Computerworld

Boutique data centre aims for 100 per cent solar

Micron21 aims for five-star NABERS rating

Victorian data centre operator Micron21 has plans in play to shift to 100 per cent renewable energy and achieve a five-star NABERS rating, according to CEO James Braunegg.

The shift to renewables – the company has signed an agreement to purchase energy from a solar provider whose operations are not yet online – comes on the heels of a significant refit process at the boutique data centre, which is located in the suburb of Kilsyth, some 30 kilometres west of Melbourne's CBD.

The refit, which has been accompanied by an upgrade of Micron21's international network capacity, is the latest step on an unusual journey that has involved the company shifting from being in the printing business to offering data centre services.

Micron21 started as a prepress spin-off from RA Printing. RA Printing invested in its own platemaking equipment and decided to make its pre-press facilities available to other companies, setting up Micron21 as an independent company. (The company's name comes from the use of 21 micron dots on printing plates.)

Australia Post approached Micron21 to start producing stamps, which meant the company had to invest in a significant facilities upgrade. "We said 'absolutely, we'd love to'," Braunegg said.

"So in went all the solid concrete doors. In went all the security, all the auditing, all the cameras and the place was locked down like Fort Knox. Then they turned around and said, 'That's great. You've now got the physical security, but the rules and regulations have changed again, and now all data must travel over a network that you control and own."

Micron21 had to choose between moving offices, losing the Australia Post business or deploying its own fibre network.

"Justified by Australia Post and existing RA clients, we built a fibre network from Melbourne to Kilsyth, which is about a 45 km build," Braunegg said.

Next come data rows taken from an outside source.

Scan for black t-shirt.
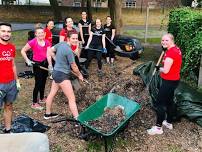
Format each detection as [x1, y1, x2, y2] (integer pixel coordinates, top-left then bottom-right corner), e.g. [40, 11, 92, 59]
[91, 27, 105, 46]
[79, 19, 91, 35]
[104, 24, 115, 39]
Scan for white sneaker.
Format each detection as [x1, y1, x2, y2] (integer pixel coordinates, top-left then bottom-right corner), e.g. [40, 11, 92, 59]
[147, 126, 163, 135]
[162, 120, 173, 130]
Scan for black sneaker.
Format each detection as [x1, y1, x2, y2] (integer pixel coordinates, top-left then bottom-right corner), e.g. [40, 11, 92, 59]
[44, 113, 58, 119]
[3, 128, 11, 134]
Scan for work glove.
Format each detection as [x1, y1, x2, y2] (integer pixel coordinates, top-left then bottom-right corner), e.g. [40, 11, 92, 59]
[16, 79, 21, 91]
[48, 65, 53, 74]
[155, 65, 160, 71]
[102, 48, 107, 54]
[26, 59, 34, 67]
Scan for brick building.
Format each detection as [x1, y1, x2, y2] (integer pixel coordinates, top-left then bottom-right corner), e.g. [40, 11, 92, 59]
[58, 0, 181, 8]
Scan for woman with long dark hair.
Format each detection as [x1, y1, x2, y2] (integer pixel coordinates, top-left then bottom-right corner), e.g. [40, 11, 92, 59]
[85, 19, 106, 76]
[21, 24, 50, 110]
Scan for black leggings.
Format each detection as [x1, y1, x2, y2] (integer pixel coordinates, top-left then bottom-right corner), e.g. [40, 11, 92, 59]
[33, 61, 48, 103]
[106, 39, 115, 58]
[86, 48, 102, 70]
[156, 79, 179, 127]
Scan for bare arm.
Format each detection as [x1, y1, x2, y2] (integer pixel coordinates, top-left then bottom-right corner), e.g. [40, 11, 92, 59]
[21, 43, 31, 62]
[46, 47, 55, 66]
[111, 29, 116, 41]
[13, 59, 18, 80]
[86, 32, 93, 47]
[102, 34, 106, 48]
[59, 36, 65, 42]
[160, 57, 173, 74]
[78, 23, 85, 43]
[88, 23, 91, 34]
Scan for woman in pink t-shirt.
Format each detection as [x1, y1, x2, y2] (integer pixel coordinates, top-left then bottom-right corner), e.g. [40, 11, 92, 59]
[21, 25, 50, 110]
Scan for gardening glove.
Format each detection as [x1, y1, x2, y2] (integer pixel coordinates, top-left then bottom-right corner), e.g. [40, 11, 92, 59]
[102, 48, 107, 54]
[16, 79, 21, 91]
[26, 59, 34, 67]
[48, 65, 53, 74]
[155, 65, 160, 71]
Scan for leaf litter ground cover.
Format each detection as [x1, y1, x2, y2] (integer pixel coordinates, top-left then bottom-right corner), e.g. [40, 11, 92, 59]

After the network build, the CEO and founder says he took a step back and decided to change Micron21's business entirely. The pre-press work was put back into RA Printing, and Micron21 became a data centre operator.

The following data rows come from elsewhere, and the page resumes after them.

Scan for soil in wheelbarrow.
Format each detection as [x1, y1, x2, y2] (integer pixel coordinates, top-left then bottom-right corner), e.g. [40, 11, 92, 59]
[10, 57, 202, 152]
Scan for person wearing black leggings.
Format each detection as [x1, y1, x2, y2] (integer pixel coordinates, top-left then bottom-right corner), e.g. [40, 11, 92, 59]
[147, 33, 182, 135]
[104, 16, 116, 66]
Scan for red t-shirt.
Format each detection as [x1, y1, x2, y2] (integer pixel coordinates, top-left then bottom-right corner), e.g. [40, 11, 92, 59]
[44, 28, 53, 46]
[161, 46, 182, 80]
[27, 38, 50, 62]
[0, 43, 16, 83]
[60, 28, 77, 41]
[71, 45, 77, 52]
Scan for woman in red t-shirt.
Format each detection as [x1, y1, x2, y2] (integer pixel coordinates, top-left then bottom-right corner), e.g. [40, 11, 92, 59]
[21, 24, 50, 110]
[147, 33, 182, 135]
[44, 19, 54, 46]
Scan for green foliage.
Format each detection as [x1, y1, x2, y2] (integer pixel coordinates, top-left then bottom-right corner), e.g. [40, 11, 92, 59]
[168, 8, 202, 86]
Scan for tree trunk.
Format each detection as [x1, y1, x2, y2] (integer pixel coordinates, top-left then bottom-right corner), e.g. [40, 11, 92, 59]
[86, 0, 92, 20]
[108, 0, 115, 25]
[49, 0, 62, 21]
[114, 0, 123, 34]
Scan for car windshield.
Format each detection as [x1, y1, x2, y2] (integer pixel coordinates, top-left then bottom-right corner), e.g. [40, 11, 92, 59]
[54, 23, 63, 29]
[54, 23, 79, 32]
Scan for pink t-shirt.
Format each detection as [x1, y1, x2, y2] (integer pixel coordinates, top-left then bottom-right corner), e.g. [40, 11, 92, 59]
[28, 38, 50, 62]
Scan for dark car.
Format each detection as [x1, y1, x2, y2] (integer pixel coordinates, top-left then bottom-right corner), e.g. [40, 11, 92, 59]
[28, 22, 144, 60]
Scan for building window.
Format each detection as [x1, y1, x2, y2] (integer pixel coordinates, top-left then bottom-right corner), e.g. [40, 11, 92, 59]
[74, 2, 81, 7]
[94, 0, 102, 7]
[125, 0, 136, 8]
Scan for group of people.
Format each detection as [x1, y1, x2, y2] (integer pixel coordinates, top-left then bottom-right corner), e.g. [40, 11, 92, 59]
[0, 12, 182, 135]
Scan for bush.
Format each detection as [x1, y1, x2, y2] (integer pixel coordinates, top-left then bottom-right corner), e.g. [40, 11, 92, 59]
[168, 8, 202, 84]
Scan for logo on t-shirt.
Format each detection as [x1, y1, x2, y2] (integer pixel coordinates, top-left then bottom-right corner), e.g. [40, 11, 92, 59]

Braunegg said that Micron21 cuts out resellers and sells directly to customers. He's happy to admit that Micron21's capacity is dwarfed by larger DC operators, but says that the company's selling point is the level of redundancy it provides and its holistic model where it offers not just power and cooling, but network and additional services such as DDoS mitigation.

The data centre has been operated for about half a decade now. It started with a tiny three racks, then grew to eight racks. Now, it has grown to a still very modest 45 racks, but there are plans to keep growing.

"We're still in the building process, but right now we're a 45-rack facility," Braunegg said.

"We designed the facility to be extremely high density; so upwards of 30KW usable on every single rack. When we actually replaced all of the infrastructure early this year, we went for an architecture where we provide a huge amount of power, cooling and security directly to each rack.

"We do individual power metering for every single C13 socket within the rack. We have 96 metered sockets in every single rack, we have dedicated redundant cooling for every single rack, and we have 20 gigabits of uplink capacity to the Internet for every single rack."

Braunegg said that Micron21 had built a network that could cope with a rapid increase in network-hungry customers, investing in five MLXe routers from Brocade to deliver a 100G routing platform.

"Brocade thought we were crazy [when we first bought them," Braunegg said. "The other [networking vendors] said there's no way you need that kind of capacity. Fact is: We bought it, we're using it and we're extremely happy with it because it gave us scalability. For us the network is really the difference between who we are and a lot of our competitors."

"We knew we needed the performance, we knew we needed the scalability and we knew we wanted to expand," the CEO said.

"It wasn't just, 'Let's invest some money to solve today's problems'; it was 'Let's invest some money to take our network to the future."

Although the data centre's physical capacity has grown, Braunegg says its customers are going to remain those who are data hungry and need security but don't have a large server footprint.

"We've concentrated on providing a high level of mission critical data centre environment down to the client that really only wants a single RU," Braunegg said.

"And that's still our marketplace so we will never sell a full rack to a customer," he added, although he notes that the company partners with other data centres if customers need more space.

The current infrastructure refresh began late last year and involved moving clients into a new part of the building. Currently, the old part of the building is being demolished, with new construction for that area planned to be complete by early 2014.